Hamlet: Spies, Spies and More Spies

It is a wise father that knows his own child.
(The Merchant of Venice Act 2. Scene 2.)

For Hamlet’s plot till now, see Hamlet So Far.

And now on to Act 2. Here a spy. There a spy. Everywhere a spy spy. R&G spy. Ophelia spies. Gertrude spies. Claudius spies. Polonius spies, and we know how that turned out. Not good. Even Hamlet does a bit of spying.

Hamlet should get used to it. He’s a royal, the son and the nephew of aking. Royals are always spied upon. Just ask Elizabeth I. But she, like most rulers, is both the spyee as well as the spyer. She may not do it herself. She has minions whose business it is to spy.

Why do I bring up all this spy business up? Act 2 opens with Polonius asking a servant, Reynaldo, to take off for Paris and spy on Laertes. Either Polonius knows his son well or he doesn’t know his son well. It must be important for him to find out. Otherwise he wouldn’t spend a pretty penny to spy on Laertes.

Perhaps Laertes will spend all his money gambling and whoring and getting himself in a real pickle. It will cost Polonius all the money and goodwill he can muster, money and goodwill he has spent a lifetime collecting. Polonius wasn’t always an important official. He was born a poor farm boy who had ambition. He was a regular Danish Horatio Alger.

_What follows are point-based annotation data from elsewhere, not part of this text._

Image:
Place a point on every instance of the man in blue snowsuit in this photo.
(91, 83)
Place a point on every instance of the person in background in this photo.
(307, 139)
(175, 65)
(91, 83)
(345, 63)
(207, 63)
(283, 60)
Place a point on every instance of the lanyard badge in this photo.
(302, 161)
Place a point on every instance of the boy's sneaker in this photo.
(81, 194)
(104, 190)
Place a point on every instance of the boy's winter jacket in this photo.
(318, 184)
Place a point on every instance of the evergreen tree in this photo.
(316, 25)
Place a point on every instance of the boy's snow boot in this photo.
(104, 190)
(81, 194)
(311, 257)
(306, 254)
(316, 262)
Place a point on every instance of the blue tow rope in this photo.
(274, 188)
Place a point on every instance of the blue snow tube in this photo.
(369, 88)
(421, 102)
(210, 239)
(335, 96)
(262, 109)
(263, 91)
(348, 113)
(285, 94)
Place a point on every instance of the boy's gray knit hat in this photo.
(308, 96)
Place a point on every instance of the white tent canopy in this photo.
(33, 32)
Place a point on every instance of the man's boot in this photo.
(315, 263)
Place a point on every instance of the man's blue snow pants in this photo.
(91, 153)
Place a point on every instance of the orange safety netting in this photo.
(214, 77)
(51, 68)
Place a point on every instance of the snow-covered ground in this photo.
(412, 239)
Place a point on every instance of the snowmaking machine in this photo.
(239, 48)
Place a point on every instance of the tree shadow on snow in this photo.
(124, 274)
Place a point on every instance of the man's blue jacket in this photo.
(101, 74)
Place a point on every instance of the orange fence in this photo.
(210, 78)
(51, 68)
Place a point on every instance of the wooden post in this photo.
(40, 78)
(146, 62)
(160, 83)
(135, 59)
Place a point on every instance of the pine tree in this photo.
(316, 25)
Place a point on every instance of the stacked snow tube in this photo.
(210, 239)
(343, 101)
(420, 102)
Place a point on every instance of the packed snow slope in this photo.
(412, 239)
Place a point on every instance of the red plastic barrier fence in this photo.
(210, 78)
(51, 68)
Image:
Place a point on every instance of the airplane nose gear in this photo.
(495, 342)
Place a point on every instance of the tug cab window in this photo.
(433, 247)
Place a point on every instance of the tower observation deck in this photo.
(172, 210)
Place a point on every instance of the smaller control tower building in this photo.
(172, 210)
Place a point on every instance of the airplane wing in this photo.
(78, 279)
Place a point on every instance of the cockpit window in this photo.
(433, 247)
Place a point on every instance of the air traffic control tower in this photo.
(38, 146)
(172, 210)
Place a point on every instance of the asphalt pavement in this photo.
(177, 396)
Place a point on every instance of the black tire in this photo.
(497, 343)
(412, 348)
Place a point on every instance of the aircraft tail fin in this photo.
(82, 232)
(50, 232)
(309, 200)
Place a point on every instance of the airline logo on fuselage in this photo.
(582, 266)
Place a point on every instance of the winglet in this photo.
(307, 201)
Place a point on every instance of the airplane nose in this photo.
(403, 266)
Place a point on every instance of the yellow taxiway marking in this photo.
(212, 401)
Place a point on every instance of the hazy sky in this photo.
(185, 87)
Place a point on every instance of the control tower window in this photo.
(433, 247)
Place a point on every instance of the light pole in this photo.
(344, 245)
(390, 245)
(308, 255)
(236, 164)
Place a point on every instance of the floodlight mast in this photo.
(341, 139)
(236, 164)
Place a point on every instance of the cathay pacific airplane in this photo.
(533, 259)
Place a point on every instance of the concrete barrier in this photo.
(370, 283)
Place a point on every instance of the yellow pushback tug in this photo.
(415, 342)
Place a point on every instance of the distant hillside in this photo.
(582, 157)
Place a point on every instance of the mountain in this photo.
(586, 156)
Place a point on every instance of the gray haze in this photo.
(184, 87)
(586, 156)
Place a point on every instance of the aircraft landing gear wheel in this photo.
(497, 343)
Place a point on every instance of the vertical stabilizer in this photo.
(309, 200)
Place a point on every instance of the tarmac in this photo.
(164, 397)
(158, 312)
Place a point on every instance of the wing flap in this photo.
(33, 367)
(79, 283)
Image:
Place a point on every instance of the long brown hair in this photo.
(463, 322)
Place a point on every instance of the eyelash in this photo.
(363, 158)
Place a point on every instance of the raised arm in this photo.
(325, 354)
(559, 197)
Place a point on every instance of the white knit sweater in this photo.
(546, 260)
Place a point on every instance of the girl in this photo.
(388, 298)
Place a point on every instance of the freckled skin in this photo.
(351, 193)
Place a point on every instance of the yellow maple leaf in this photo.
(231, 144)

Polonius wants to make sure that his boy is worthy to be his heir. Otherwise he will have to do the unthinkable and will his fortune to Ophelia.

Just as Act 1 established that there was something rotten in Denmark, Act 2 establishes that nobody trusts anybody. Soon we will see that suspicion turns into suspicion run amok..

“So, Reynaldo,” Polonius stands above Reynaldo. “You go off to Paris. Check out what my son is doing. Then come back and let his father know what dynamite he is playing with.”

“But, Sir,” Reynaldo always calls Polonius Sir, “Laertes is a good kid. He’ll sow his wild oats, then come back home and be your loyal son.”

“The kid wants to be the next Van Gogh. That’s all he talks about.”

“Yes, Sir. But what’s wrong with that?”

“You know how Van Gogh turned out. A missing ear he cut off his own self and poorer than a church mouse.”

“He might turn out to be the next Hans Holbein. Then he could paint the king’s portrait and the queen’s too. And even the prince’s.”

“Not him,” Polonius says.

“Sir?”

“Just take my word for it. The prince isn’t going to be around long enough to have his portrait painted.”